Affiliation:
1. School of Social Sciences, Universiti Sains Malaysia.
Abstract
This study aims to investigate the root causes of burgeoning external debt in Pakistan and to identify potential ways to minimise the growing burden of external debt. By analyzing time series data from 1976 to 2022, using the Auto Regressive Distributive Lag Model (ARDL) bound test and local projection impulse response, the research finds a long-term relationship among remittances, external debt, and other variables. The results indicate that gross domestic product (GDP) growth rate, trade volume, and foreign exchange reserves play crucial roles in mitigating Pakistan’s external debt, offering avenues for reducing the country’s debt burden, as the probability values of their coefficients are less than 0.05. However, remittances, gross capital formation, and external debt servicing contribute to increasing external debt at a 5% significance level.

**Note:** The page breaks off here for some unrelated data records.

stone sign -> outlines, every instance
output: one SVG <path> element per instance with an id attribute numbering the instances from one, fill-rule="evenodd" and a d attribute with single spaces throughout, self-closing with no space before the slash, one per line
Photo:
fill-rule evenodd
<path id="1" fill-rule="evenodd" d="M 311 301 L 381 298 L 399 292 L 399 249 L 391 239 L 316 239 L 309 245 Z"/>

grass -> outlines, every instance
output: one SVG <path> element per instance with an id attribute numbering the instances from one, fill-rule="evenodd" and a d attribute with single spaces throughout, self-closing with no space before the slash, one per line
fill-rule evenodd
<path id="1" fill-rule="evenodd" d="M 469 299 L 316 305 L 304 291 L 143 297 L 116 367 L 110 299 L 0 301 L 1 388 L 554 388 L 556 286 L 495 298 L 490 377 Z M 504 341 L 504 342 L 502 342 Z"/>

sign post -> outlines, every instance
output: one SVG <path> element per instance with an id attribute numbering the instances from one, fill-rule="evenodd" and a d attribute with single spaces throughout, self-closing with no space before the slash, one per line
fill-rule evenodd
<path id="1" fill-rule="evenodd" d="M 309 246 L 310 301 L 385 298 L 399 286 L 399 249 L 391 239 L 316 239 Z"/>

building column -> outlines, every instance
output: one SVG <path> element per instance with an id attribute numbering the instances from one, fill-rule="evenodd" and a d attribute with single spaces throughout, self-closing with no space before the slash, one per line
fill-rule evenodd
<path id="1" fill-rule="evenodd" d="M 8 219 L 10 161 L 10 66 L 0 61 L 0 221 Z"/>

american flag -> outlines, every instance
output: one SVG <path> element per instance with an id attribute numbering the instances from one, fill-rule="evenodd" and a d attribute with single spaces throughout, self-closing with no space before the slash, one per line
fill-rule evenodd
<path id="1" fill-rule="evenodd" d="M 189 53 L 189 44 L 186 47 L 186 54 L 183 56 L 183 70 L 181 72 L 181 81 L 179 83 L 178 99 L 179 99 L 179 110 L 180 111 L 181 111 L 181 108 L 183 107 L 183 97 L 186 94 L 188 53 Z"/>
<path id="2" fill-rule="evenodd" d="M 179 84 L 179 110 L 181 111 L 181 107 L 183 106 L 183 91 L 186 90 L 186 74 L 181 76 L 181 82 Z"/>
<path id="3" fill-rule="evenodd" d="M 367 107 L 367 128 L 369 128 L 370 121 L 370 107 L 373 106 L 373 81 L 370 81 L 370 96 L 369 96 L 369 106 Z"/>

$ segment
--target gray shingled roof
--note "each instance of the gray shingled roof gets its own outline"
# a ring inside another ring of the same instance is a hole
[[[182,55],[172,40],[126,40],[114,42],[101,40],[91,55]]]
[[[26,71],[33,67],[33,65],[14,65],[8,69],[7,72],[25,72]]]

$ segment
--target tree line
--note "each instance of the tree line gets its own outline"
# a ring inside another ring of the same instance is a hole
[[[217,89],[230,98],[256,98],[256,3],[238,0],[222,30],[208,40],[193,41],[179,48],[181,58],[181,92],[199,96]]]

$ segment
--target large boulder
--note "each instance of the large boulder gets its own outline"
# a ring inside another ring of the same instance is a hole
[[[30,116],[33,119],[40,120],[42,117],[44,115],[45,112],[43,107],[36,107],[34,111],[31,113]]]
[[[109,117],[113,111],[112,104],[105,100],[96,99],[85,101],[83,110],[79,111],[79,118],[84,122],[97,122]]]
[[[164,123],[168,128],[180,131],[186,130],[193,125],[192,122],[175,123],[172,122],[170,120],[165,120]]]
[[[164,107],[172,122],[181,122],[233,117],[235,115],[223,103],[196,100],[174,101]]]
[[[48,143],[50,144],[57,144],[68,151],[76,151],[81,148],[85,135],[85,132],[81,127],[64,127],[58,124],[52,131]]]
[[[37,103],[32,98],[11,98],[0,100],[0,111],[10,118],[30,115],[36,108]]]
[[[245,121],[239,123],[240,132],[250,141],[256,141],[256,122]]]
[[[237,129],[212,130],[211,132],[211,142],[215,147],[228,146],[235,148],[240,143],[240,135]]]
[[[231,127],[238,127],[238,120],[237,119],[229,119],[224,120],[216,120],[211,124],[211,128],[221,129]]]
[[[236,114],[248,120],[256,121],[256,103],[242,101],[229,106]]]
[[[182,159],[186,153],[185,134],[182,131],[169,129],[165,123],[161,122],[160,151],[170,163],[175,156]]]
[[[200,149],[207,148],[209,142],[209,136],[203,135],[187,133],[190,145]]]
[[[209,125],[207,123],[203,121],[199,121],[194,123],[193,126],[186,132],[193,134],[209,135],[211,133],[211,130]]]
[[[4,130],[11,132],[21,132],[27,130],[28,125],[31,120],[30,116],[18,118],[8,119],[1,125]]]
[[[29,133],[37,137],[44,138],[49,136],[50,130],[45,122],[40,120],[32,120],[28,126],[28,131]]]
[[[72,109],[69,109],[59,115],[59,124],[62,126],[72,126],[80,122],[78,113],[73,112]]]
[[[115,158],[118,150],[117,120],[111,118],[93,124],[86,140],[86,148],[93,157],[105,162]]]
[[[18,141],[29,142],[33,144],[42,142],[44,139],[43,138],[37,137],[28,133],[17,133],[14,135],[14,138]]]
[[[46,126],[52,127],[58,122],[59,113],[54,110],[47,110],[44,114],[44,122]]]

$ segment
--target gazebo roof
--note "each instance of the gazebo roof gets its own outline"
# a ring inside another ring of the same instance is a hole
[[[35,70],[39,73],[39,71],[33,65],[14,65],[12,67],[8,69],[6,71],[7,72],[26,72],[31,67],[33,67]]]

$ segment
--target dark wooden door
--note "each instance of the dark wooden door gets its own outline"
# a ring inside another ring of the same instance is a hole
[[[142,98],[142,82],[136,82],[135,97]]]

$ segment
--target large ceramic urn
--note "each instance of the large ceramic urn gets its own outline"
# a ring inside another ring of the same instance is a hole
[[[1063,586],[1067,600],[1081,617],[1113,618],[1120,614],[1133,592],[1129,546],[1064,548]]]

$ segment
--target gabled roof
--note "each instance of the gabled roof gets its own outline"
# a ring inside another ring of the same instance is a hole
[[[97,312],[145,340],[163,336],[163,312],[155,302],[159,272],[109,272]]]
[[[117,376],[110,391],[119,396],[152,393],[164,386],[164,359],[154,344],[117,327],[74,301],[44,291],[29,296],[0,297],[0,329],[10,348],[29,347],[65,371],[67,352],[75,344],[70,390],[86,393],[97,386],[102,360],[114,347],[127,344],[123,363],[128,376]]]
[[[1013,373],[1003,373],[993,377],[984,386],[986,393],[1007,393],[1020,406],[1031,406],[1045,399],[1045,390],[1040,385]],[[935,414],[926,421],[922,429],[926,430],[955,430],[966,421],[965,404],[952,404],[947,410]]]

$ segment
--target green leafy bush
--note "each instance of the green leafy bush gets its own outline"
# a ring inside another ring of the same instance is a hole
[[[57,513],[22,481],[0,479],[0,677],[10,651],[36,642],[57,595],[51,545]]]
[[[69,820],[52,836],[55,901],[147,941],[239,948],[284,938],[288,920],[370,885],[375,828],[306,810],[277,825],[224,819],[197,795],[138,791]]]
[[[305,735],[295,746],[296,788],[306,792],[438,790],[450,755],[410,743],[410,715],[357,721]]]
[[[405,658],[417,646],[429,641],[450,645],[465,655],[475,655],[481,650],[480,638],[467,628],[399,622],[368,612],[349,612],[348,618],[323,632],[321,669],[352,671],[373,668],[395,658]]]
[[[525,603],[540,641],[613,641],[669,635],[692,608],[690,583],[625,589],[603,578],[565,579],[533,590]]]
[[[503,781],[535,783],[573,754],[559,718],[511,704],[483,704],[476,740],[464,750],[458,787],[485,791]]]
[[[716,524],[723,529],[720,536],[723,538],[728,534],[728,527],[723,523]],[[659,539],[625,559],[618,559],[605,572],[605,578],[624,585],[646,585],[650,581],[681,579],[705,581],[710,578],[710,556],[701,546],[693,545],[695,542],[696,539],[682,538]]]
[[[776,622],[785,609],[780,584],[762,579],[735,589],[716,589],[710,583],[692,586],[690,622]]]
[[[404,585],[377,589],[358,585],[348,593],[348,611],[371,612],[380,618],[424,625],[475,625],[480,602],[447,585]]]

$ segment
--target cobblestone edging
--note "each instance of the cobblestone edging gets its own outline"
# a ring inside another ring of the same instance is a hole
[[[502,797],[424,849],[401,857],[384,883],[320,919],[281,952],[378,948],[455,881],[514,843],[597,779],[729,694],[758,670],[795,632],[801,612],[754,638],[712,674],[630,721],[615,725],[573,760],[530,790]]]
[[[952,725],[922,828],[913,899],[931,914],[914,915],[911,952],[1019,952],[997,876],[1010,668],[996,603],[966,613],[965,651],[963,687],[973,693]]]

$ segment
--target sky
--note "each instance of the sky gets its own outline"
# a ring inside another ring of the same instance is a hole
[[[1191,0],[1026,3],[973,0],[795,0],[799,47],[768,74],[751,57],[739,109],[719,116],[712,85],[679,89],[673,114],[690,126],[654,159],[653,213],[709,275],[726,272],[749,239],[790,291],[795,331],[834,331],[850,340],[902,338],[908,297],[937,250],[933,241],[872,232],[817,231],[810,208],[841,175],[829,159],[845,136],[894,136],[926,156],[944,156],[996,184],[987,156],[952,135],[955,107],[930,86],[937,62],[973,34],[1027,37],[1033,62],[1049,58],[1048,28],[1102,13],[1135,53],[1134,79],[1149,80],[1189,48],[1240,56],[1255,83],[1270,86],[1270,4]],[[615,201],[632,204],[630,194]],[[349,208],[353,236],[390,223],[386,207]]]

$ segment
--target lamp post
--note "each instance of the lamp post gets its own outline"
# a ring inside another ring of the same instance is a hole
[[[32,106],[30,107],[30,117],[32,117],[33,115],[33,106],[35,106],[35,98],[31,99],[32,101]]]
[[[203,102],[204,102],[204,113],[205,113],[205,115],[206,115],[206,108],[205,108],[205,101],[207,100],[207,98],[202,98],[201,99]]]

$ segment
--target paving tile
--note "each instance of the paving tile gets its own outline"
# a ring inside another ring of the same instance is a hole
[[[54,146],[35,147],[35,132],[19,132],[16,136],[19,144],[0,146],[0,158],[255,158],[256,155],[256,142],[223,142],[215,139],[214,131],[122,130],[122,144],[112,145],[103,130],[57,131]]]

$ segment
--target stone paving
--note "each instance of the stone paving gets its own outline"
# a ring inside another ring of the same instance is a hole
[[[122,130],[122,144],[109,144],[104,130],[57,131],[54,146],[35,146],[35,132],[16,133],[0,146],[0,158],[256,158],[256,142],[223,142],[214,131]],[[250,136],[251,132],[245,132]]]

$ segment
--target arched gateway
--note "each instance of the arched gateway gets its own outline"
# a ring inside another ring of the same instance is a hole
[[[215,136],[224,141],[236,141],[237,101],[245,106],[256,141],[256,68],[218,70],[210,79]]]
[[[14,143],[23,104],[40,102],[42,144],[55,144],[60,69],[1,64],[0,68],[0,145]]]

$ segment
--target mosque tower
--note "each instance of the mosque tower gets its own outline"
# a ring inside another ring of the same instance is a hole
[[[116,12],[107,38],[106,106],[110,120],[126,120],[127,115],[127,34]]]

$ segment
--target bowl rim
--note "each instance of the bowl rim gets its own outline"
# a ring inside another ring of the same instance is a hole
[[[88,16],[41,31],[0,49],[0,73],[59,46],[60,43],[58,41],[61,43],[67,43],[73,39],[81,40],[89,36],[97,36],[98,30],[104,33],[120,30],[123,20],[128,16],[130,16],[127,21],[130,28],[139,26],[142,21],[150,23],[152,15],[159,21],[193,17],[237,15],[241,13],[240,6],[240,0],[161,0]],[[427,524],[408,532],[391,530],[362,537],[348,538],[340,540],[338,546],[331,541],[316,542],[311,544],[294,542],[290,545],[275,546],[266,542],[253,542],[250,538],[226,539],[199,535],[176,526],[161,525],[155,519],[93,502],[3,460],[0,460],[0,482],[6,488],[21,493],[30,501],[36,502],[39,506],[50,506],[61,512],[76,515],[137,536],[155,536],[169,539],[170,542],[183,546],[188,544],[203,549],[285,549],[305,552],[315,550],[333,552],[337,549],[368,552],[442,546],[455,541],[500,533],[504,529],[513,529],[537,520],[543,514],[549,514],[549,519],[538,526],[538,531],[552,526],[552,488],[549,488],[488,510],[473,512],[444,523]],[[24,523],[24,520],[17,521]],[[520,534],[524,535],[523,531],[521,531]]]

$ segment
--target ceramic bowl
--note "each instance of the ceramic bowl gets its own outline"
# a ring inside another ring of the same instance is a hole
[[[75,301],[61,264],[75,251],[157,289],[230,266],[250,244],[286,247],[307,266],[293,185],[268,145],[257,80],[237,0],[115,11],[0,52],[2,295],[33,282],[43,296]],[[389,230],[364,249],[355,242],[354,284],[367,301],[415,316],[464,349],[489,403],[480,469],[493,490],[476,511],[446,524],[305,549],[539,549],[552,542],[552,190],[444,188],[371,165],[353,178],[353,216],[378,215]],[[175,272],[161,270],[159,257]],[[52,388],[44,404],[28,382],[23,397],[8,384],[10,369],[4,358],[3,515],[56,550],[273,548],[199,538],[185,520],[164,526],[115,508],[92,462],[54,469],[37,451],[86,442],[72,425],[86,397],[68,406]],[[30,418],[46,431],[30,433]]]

The negative and significant error correction term (ECT) implies the system’s stability and convergence. The study concludes that while remittances and gross capital formation have contributed to the increasing external debt, effective management of GDP growth, trade volume, and foreign exchange reserves can mitigate this burden. Based on these findings, it is recommended that the Government of Pakistan prioritize enhancing the GDP growth rate by channelling remittances and other foreign currency inflows, such as Foreign Direct Investment (FDI), foreign grants, and export earnings, towards building up foreign reserves.